This was the album that catapulted Oasis from being a successful Britpop band to international megastardom.

Their second album shot straight to the top of the charts, selling 347,000 copies in its first week. Recorded in less than two weeks, it contains arguably the band’s two most famous songs, Wonderwall and Don’t Look Back in Anger, along with Champagne Supernova and their first UK number one single, Some Might Say.

Another track, Step Out, had to be removed from the album at the last minute.

The song, sung by Noel Gallagher, was intended to have been the original track 8 (after Some Might Say and before Cast No Shadow), but was removed because the chorus was similar to that of Stevie Wonder’s 1965 track Uptight (Everything’s Alright).

The band played several massive open air concerts in the UK during 1996, which included two nights at Knebworth in front of a combined audience of 250,000 people. Over 2.5 million people had applied to buy tickets. Noel reflected that it wouldn’t be possible to top this.
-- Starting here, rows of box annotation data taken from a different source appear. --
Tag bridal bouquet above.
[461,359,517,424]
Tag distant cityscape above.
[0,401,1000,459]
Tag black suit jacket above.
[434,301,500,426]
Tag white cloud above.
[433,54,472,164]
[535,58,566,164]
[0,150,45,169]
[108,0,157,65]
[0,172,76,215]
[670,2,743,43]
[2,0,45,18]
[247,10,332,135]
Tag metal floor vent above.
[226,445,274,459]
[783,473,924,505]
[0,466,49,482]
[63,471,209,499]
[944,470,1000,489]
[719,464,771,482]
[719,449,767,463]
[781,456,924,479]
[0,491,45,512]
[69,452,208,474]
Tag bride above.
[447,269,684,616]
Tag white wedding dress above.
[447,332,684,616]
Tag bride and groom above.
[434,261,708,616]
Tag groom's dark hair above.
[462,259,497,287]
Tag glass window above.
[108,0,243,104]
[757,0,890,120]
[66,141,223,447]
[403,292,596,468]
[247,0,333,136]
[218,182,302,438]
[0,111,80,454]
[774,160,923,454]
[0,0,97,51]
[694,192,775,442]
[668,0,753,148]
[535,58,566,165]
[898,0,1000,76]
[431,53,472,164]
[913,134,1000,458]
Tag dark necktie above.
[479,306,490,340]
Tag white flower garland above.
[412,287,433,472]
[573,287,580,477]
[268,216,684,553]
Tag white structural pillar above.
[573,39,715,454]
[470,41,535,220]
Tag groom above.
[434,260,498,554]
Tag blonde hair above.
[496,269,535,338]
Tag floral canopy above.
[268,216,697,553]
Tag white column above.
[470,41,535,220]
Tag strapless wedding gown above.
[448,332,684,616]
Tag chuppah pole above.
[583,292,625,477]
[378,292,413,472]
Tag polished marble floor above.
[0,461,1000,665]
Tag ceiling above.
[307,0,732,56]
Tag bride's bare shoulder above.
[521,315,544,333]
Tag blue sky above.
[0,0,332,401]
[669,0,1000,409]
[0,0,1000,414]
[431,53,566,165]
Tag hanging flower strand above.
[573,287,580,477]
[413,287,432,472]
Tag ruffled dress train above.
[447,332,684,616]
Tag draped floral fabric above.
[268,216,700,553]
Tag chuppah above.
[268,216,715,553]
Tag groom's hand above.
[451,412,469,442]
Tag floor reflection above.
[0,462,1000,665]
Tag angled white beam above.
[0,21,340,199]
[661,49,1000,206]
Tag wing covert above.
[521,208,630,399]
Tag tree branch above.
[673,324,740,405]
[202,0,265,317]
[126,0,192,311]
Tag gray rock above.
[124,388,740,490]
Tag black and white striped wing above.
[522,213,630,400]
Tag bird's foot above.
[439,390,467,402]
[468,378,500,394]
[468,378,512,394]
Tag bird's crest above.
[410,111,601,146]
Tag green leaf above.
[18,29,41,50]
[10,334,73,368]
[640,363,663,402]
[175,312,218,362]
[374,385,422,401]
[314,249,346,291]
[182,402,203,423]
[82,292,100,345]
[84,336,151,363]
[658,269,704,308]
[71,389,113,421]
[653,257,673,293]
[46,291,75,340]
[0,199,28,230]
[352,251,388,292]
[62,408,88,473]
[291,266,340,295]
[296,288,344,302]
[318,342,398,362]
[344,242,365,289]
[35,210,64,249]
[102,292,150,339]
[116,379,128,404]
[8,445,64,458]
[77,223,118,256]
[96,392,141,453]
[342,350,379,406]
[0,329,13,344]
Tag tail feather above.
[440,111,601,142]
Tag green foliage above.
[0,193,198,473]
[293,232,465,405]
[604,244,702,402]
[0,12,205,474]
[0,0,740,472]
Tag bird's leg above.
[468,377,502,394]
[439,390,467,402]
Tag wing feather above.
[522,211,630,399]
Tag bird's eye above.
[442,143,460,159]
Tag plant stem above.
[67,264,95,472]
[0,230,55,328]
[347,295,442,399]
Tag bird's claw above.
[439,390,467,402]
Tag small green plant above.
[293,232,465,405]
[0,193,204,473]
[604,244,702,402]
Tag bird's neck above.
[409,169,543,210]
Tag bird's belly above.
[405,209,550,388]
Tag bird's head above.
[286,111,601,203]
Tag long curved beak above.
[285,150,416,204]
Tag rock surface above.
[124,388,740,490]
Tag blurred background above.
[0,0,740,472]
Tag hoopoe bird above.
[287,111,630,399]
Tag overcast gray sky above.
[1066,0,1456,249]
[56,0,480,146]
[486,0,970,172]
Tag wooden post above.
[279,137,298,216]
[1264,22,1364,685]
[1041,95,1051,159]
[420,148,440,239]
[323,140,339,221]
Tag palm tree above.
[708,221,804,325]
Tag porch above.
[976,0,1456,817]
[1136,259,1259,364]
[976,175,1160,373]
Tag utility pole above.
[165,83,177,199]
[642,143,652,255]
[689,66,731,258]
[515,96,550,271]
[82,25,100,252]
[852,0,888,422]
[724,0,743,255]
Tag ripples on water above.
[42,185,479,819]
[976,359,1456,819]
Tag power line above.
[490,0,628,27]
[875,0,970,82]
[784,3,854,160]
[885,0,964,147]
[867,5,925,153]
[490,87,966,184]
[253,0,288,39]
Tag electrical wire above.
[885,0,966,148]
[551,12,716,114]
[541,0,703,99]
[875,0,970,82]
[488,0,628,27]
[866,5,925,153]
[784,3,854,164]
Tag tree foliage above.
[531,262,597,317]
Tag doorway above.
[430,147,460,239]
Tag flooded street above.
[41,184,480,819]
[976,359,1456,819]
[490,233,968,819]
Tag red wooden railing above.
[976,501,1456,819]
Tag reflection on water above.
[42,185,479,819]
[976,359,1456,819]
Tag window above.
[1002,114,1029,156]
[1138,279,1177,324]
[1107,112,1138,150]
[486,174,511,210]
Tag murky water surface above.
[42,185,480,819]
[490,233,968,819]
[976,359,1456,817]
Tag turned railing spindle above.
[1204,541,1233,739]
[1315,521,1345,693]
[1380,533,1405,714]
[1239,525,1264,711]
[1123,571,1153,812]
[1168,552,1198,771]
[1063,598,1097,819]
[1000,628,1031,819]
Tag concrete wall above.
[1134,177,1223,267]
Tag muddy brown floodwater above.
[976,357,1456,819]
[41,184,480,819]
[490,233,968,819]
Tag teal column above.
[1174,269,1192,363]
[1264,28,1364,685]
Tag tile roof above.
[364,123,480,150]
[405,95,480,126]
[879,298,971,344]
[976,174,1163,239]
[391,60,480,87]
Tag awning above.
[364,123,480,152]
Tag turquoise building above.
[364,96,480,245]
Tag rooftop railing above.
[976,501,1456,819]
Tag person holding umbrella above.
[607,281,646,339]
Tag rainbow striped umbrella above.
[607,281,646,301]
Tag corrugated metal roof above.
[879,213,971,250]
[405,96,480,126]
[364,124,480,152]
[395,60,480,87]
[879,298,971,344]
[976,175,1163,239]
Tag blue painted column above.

“For a six-week period building up to that gig we were the biggest band in the world,” he said “We were bigger than, dare I say it, f***ing God.”

On the album cover a man is seen brandishing what looks to be a record in its sleeve. This is in fact the master tape for the album. The man in question is Owen Morris, the producer. The photo was taken on Berwick Street in Soho, a London. The other man is BBC London’s Sean Rowley.

Selling over 19 million copies, Morning Glory was named fifth greatest album of all time in the Music of the Millennium poll and was ranked eighth in Q’s 100 Greatest British Albums.